Posted on January 13, 2015 by Tia Lalani

“The TRC tends to victimize the survivors of the residential schools and cannot fully pursue its role of establishing the grounds for restorative justice.”

20Jan - Ronning - Limits of Truth-TellingOn Tuesday, January 20, we invite you to spend some time with Ronald Niezen, professor of anthropology and McGill University. He will be discussing the results of his research into the TRC, also published in the book Truth and Indignation: Canada’s Truth and Reconciliation Commission on Indian Residential Schools (University of Toronto Press, 2013).

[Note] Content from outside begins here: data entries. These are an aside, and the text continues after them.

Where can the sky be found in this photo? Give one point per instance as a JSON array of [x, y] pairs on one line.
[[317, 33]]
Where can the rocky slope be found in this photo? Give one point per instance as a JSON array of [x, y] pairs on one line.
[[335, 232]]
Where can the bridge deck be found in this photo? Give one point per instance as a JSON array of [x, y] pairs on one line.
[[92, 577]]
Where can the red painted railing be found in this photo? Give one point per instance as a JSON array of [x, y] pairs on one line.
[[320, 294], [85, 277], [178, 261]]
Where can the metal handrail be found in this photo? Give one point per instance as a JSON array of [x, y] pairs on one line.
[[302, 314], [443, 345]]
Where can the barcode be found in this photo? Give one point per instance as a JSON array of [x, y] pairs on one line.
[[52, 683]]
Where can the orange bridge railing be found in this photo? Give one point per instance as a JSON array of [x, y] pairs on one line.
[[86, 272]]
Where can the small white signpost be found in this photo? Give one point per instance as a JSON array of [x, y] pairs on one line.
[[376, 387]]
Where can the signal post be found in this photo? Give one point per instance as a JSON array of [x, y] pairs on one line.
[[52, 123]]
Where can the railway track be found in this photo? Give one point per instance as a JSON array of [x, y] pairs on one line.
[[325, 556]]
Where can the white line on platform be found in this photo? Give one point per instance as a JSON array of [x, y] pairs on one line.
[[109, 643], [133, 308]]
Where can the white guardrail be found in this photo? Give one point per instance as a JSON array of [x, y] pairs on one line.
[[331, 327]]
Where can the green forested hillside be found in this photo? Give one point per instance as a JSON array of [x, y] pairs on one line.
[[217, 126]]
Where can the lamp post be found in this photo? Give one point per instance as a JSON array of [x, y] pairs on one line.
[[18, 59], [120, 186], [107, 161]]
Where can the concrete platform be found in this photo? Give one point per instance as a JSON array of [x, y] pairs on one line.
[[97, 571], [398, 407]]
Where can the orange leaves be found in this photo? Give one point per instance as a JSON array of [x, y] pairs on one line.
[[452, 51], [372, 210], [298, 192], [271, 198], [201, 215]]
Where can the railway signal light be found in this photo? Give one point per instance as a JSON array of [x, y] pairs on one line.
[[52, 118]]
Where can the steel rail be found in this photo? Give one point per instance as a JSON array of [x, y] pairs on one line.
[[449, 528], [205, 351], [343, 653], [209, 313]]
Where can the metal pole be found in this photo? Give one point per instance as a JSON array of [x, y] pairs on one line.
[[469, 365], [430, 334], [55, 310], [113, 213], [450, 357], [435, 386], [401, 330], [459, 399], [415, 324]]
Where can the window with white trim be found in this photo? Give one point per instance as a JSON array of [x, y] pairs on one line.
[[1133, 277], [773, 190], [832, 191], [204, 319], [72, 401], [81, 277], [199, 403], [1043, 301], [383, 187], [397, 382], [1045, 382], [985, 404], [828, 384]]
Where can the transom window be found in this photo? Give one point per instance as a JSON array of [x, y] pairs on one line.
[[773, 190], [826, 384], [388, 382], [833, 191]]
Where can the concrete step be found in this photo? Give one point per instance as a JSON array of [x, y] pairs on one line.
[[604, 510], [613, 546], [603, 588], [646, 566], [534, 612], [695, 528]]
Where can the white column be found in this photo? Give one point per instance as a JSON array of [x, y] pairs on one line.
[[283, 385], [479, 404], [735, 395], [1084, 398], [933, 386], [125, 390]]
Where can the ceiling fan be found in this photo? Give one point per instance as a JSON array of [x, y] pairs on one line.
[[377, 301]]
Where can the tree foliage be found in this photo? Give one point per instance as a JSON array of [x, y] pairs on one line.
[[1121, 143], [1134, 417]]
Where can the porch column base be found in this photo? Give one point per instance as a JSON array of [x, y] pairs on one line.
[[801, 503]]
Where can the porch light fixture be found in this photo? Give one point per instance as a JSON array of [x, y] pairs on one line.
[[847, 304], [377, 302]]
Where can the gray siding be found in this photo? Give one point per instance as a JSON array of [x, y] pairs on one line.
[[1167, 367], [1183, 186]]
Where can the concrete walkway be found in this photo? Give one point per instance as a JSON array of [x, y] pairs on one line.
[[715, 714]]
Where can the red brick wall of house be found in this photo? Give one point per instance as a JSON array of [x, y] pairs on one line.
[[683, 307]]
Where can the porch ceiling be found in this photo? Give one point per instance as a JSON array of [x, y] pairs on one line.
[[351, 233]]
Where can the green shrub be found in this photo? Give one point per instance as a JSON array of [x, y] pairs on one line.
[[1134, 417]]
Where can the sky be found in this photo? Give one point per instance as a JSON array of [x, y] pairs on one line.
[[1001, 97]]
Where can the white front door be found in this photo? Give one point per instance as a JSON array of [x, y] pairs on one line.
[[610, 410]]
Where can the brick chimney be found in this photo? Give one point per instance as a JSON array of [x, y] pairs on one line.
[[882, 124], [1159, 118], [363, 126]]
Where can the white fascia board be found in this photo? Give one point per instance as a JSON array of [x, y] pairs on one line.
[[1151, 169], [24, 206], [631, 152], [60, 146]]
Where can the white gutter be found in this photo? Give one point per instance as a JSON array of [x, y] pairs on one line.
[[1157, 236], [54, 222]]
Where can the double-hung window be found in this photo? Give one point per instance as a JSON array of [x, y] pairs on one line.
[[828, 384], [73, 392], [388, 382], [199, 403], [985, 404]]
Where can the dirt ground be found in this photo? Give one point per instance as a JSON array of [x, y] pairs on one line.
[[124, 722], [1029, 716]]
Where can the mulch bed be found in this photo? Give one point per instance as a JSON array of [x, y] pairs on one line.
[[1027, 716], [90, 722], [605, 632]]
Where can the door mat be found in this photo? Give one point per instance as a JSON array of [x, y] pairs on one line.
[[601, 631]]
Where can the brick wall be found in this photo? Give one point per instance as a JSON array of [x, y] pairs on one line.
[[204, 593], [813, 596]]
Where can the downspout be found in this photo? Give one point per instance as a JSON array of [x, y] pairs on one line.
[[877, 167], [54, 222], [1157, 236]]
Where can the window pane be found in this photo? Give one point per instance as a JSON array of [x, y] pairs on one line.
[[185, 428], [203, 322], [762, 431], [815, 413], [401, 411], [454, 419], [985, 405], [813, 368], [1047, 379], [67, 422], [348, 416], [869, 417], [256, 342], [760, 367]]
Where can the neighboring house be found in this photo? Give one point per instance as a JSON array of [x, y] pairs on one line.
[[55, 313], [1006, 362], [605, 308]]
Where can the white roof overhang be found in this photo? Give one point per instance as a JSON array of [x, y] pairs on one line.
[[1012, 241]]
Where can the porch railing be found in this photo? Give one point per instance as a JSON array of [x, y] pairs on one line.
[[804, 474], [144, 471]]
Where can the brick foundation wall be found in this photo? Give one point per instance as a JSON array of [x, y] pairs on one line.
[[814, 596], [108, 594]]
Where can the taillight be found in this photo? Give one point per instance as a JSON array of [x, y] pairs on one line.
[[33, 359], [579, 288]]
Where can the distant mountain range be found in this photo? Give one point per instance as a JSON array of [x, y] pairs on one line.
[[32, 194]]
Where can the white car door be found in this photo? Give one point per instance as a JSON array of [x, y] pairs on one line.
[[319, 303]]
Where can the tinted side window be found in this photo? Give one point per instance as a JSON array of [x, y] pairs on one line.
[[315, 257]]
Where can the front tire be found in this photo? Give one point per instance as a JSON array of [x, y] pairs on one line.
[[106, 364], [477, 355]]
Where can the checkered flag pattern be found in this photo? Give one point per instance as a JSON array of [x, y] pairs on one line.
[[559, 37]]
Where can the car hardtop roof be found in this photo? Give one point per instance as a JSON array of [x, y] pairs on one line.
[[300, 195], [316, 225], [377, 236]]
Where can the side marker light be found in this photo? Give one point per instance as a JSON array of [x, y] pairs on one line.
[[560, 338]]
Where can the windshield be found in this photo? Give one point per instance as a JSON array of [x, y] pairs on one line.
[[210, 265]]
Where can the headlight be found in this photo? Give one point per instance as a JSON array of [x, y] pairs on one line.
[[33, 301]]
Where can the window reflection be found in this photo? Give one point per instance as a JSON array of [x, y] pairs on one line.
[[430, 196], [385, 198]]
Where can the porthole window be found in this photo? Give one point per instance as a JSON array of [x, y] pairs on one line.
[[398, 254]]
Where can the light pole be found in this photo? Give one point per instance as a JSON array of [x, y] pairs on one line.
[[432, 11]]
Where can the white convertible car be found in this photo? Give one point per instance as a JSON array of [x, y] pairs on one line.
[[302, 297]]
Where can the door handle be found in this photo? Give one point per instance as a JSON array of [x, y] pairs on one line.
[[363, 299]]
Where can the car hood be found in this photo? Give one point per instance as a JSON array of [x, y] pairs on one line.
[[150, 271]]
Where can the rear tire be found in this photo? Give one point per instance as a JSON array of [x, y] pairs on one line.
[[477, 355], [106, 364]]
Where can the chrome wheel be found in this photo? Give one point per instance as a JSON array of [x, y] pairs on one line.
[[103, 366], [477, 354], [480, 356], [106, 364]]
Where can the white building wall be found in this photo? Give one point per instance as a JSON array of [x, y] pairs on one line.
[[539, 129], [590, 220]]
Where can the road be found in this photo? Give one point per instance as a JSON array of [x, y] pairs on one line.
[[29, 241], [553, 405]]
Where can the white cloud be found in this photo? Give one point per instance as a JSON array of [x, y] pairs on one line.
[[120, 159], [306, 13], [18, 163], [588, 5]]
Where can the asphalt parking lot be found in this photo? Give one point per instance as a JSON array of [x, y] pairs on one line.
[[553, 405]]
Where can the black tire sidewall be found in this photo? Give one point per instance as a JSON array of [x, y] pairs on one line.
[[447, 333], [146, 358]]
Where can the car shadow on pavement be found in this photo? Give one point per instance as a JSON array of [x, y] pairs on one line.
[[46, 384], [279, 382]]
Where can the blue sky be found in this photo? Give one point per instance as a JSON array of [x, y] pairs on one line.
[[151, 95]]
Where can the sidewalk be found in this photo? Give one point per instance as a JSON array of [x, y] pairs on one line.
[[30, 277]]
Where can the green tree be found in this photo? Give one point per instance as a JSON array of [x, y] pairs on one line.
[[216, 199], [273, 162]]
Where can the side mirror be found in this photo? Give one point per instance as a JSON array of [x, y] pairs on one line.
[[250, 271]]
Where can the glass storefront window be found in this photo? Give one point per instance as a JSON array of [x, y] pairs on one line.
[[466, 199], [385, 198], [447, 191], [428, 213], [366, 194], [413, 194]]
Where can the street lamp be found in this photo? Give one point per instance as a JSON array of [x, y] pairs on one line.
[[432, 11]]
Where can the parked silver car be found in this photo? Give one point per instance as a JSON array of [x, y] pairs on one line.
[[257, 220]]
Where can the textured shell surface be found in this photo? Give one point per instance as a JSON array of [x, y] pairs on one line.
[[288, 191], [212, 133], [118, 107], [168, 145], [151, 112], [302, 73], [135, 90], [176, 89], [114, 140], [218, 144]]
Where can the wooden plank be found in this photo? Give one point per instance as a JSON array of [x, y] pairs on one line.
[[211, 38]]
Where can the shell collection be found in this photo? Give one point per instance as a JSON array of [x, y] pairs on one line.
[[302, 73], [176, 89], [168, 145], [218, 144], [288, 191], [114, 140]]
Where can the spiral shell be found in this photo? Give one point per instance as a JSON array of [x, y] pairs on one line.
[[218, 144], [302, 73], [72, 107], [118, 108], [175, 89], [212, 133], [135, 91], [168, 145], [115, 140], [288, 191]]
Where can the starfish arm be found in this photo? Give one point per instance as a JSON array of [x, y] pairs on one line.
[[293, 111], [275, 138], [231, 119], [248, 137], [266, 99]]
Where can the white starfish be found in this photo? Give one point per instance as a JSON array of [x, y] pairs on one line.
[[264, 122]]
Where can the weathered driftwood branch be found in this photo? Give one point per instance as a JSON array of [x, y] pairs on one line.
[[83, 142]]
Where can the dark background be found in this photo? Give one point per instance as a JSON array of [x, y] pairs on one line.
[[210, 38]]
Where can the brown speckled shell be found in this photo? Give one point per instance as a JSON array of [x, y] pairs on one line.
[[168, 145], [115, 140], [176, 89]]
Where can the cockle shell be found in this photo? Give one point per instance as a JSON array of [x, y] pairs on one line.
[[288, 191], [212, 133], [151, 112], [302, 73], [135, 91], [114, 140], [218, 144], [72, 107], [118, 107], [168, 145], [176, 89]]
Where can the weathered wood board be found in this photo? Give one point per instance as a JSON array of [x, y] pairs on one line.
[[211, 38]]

Dr. Niezen shows the current process of reconciliation through the TRC as lacking in participation from governments and Euro-Canadians and as excluding the testimony of the persons who took part in the institution. As a result, the TRC tends to victimize the survivors of the residential schools and cannot fully pursue its role of establishing the grounds for restorative justice.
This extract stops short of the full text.